Within this study, no association was identified between 25(OH)D and SF concentration in any ethnic group within this research. Such results would conflict with those noted in Caucasian female athletes and African Americans, where individuals who presented as vitamin D deficient (< 75 nmol L−1) were noted as being at a greater risk of iron deficiency [11]. Conversely, the association between vitamin D levels and iron deficiency risk was not noted for the Caucasians within a mixed-gender cohort [12], a result that is similar to the lack of association between vitamin D and SF noted in this current study. The inconsistencies in the association between vitamin D and iron deficiency status are not limited to cross-sectional research studies but have also been noted in vitamin D supplement trials [12]. Due to the inconsistencies in research design, gender, and ethnicity, future research is required to verify if the association between vitamin D and iron deficiency risk is associated with SF or hepcidin.

Finally, the hepcidin cut-off for stratification used in the study (> 3.5 or ≤ 3.5 nM) was based on the median hepcidin concentration of our cohort. However, this threshold has been suggested by recent research as a possible determinant of iron depletion, with previous results demonstrating increased iron absorption rates in females when hepcidin concentrations fell below ≤ 3.09 nM [35]. Within this previous research, SF of 51.1 µg·L−1 corresponded to hepcidin levels of 3.09 nM and was subsequently suggested as an initial threshold required for iron deficiency detection in young premenopausal females [35]. However, within the current study, SF means for all ethnic groups was below 51.1 µg·L−1, and therefore, all participants may have been at risk of iron depletion and in time iron deficiency, regardless of vitamin D concentrations. Within the NZ Europeans, reduced hepcidin concentration observed in those with higher 25(OH)D concentrations may suggest adequate homeostatic response of hepcidin to the individual’s current iron status. However, in South Asians, despite the reduced SF concentration, hepcidin remained elevated. This may suggest additional confounding factors (e.g. BF%, IL-6, dietary intake) could strongly influence hepcidin concentration when iron stores are reduced, thus impacting iron homeostasis in this cohort.

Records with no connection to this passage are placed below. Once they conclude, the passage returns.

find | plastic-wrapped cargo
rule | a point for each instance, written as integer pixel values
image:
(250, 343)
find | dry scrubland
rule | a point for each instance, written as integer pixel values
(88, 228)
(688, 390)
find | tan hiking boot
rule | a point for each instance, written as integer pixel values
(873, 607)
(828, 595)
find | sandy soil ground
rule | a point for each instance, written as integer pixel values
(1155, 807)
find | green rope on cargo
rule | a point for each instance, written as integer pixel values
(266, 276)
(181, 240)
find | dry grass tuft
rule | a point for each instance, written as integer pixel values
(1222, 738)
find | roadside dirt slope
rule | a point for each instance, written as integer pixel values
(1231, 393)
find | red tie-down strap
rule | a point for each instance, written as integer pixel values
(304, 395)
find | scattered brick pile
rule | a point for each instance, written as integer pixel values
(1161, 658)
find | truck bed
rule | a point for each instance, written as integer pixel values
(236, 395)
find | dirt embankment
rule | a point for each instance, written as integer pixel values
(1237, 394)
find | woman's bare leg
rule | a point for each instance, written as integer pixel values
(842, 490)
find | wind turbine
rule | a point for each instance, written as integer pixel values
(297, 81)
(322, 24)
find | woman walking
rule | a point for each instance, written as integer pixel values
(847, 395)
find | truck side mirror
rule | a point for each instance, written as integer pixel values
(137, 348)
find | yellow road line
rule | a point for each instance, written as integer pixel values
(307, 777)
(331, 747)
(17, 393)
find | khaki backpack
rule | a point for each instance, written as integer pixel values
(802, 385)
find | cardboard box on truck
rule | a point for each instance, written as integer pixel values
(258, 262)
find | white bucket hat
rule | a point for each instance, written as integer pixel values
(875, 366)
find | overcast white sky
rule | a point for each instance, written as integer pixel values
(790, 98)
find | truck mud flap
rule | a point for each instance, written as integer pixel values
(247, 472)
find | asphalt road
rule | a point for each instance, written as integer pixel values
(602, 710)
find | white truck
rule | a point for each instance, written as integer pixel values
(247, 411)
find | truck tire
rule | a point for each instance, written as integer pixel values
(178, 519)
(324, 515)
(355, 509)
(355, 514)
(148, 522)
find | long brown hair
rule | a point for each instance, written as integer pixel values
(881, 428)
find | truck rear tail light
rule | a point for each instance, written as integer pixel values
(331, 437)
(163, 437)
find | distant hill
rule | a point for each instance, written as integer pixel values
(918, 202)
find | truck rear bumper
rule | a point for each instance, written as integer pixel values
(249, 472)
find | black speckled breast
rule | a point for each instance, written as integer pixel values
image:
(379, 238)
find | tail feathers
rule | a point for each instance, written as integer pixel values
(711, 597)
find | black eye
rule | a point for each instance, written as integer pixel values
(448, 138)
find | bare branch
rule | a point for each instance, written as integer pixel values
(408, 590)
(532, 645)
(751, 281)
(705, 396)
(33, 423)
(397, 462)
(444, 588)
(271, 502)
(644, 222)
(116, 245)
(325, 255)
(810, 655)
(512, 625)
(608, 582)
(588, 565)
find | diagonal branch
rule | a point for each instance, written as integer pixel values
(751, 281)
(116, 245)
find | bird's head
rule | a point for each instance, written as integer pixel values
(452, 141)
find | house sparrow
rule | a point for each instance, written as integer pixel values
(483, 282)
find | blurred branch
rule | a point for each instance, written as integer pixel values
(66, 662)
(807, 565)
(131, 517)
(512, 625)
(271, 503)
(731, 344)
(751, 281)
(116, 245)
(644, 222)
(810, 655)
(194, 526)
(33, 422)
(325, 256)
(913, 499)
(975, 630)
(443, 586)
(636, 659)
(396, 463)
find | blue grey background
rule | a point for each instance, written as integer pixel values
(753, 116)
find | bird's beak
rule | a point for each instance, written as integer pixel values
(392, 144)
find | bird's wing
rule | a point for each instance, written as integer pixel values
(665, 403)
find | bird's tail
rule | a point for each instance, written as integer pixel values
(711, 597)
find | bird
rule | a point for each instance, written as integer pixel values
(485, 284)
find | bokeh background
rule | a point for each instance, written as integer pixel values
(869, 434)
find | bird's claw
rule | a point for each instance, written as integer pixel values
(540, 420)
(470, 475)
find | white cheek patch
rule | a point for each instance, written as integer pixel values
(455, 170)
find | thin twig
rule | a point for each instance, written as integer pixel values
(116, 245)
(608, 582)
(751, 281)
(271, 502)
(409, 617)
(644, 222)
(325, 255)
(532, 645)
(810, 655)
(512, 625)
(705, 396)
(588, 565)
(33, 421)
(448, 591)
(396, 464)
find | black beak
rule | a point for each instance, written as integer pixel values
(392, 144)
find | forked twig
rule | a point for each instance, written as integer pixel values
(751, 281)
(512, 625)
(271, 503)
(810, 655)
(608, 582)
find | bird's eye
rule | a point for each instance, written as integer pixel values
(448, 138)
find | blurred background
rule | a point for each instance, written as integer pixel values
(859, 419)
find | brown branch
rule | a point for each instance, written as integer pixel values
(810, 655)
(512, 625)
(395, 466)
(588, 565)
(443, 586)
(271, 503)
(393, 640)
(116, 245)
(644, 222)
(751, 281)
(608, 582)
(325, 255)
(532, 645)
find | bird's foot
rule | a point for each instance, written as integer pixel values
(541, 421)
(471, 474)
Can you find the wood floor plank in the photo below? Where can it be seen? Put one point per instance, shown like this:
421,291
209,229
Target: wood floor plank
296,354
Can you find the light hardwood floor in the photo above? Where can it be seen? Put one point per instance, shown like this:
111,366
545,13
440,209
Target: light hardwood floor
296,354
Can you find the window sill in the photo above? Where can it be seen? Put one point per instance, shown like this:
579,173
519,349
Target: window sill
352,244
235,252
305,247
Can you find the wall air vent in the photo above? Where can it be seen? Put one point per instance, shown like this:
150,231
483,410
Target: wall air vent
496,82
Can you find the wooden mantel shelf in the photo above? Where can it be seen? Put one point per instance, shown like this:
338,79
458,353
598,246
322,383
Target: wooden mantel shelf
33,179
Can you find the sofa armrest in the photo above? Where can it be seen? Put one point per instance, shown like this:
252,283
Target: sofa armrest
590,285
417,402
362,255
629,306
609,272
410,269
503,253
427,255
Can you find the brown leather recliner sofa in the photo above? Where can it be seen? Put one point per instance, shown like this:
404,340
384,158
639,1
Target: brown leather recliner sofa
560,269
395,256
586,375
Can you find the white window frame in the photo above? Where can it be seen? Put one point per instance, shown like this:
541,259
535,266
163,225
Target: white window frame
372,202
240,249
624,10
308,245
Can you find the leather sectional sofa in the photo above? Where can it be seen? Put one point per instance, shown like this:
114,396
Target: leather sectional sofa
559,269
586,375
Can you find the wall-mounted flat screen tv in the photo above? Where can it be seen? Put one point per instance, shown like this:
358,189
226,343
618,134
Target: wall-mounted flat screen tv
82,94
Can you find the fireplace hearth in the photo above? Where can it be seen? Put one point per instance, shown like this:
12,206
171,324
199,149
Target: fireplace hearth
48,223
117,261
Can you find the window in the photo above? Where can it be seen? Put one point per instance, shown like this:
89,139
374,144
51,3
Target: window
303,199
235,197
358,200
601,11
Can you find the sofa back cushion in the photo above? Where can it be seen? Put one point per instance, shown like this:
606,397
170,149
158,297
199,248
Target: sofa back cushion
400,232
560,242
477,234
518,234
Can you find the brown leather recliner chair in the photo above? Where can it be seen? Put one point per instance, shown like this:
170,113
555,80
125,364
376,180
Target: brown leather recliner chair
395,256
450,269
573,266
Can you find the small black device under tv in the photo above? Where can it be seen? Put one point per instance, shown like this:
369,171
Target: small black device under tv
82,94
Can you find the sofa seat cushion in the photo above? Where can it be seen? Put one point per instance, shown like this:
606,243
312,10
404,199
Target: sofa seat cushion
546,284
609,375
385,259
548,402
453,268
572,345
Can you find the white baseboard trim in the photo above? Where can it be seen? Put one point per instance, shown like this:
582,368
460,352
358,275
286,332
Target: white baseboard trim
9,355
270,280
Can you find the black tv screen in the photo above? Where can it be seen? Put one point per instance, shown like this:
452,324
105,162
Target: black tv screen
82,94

This study is the first cross-sectional study in healthy premenopausal females that includes measures of serum hepcidin when investigating the associations between vitamin D and iron status. Due to the complementary and then conflicting observation of 25(OH)D and hepcidin concentration in NZ European and South Asians, respectively, further research is needed to increase knowledge on the dose-dependent effect of vitamin D on hepcidin concentrations and iron regulation in these populations. Consideration for this future research is the assessment of vitamin D binding protein, which is known to be ethnically diverse and may contribute to the interaction between vitamin D and hepcidin that was observed in the current study [36]. In addition, researchers may consider conducting research in larger samples of each of the ethnic groups identified in the current study, as we acknowledge that the current power calculation of the study was not ethnic group specific. Finally, to improve the results presented here, researchers may seek to collect data in defined seasons and in age-matched groups to reduce any influence this may have on the iron and vitamin D results.